NAIROBI (Reuters) – Tanzania’s parliament speaker resigned on Thursday after publicly questioning the government’s external borrowing in an economy buffeted by the global coronavirus pandemic.
Job Ndugai said in a statement that he had taken the decision “considering the broad interests of my country, the government, and my party, CCM.” Ndugai was referring to the ruling Chama Cha Mapinduzi (CCM) party.
The announcement followed his criticism of the government’s public borrowing in a speech last month in which he questioned whether the country’s debt level was “healthy”.
“There is a day this country will be auctioned,” he said in a speech in the capital Dodoma.

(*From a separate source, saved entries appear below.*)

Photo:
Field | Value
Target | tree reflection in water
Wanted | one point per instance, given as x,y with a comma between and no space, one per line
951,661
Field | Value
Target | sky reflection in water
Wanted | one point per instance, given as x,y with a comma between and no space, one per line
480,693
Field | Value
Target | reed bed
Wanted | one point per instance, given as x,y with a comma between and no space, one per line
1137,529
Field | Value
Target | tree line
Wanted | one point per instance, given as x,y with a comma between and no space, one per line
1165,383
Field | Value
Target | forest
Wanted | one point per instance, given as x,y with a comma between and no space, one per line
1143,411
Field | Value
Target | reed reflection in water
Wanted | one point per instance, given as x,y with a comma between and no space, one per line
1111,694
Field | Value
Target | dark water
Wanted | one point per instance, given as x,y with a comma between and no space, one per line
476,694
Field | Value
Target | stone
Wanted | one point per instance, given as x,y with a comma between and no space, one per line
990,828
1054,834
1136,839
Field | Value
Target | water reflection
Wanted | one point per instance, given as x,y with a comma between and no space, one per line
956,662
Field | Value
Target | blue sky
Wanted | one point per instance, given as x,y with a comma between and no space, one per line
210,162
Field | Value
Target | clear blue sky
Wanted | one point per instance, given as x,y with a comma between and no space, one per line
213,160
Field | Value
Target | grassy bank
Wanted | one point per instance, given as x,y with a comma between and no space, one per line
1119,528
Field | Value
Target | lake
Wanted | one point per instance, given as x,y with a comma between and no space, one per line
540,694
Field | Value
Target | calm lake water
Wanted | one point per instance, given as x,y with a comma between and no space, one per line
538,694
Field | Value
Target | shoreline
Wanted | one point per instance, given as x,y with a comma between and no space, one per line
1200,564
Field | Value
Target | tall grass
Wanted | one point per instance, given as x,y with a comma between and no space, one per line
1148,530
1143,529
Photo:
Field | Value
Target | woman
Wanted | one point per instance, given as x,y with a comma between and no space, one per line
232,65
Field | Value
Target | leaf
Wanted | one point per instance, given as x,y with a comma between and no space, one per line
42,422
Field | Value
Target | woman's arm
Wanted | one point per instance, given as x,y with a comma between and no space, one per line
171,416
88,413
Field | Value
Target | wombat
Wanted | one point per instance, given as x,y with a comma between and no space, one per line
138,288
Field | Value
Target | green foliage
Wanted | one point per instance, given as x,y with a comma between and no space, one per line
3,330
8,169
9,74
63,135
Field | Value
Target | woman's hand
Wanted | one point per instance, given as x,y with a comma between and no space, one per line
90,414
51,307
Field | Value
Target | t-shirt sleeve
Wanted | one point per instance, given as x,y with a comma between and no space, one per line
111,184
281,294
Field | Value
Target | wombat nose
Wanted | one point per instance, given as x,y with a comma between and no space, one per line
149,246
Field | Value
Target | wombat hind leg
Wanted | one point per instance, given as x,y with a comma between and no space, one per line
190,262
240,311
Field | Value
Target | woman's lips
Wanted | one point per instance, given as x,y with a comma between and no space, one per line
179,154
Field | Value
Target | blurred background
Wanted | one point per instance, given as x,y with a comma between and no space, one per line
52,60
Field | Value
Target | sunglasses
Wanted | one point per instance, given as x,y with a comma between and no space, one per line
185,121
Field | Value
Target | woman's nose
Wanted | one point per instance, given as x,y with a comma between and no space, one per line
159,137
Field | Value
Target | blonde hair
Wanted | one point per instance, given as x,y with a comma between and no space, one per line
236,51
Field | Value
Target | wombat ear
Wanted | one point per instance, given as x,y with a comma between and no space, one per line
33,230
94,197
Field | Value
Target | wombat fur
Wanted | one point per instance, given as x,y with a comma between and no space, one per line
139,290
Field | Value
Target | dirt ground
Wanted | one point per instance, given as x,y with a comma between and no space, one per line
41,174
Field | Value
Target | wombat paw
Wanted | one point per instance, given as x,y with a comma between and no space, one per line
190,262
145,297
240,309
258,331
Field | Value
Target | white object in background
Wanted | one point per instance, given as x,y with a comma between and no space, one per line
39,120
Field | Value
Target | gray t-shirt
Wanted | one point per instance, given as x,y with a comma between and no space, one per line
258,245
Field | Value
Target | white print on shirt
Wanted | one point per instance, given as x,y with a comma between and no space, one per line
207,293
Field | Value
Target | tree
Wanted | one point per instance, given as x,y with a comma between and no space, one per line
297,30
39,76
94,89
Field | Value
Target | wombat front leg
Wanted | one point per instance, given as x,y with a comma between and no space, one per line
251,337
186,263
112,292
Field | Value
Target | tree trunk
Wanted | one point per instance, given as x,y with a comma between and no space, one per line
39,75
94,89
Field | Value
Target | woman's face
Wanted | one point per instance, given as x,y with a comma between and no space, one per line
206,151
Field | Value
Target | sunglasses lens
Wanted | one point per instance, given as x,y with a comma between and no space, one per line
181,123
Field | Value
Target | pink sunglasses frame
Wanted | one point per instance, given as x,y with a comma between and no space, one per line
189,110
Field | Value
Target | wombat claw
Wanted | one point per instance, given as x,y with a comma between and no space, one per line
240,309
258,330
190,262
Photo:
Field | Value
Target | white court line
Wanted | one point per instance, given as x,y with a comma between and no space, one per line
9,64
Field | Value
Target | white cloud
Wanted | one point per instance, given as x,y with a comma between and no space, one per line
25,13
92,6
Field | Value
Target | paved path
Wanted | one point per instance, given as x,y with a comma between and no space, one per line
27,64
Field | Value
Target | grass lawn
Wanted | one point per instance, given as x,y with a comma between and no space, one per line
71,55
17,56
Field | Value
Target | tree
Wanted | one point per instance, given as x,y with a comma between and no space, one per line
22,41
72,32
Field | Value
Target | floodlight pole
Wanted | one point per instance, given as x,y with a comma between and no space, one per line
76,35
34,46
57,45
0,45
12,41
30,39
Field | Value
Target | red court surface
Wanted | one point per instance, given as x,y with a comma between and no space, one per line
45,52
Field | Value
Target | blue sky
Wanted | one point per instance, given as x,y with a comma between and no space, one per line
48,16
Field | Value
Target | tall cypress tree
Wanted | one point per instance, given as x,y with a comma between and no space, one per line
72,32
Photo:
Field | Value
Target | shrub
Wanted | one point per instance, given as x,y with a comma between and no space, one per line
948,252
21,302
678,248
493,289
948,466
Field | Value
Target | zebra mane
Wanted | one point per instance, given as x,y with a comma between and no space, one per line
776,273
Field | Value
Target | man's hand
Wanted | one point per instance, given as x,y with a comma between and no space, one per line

Ndugai later apologised and said his remarks were taken out of context.
The International Monetary Fund raised Tanzania’s risk of external debt distress to moderate in August, from a previous rating of “low.” The IMF cited the collapse in tourism revenues during the pandemic as the main reason it had changed the assessment.
The fund said the East African country’s debt level as a ratio of the gross domestic product remained relatively low, despite increasing over the past decade, driven mostly by external debt.
Addressing government officials at an event on Tuesday, President Samia Suluhu Hassan said it was not appropriate for Ndugai, as head of another branch of government, to make the comments he did.
She defended the government’s debt strategy and said the government would continue borrowing under friendly terms.
“The government did not start borrowing in 2021, we have been borrowing since independence…we are doing this for people’s development,” she said in remarks that were broadcast live.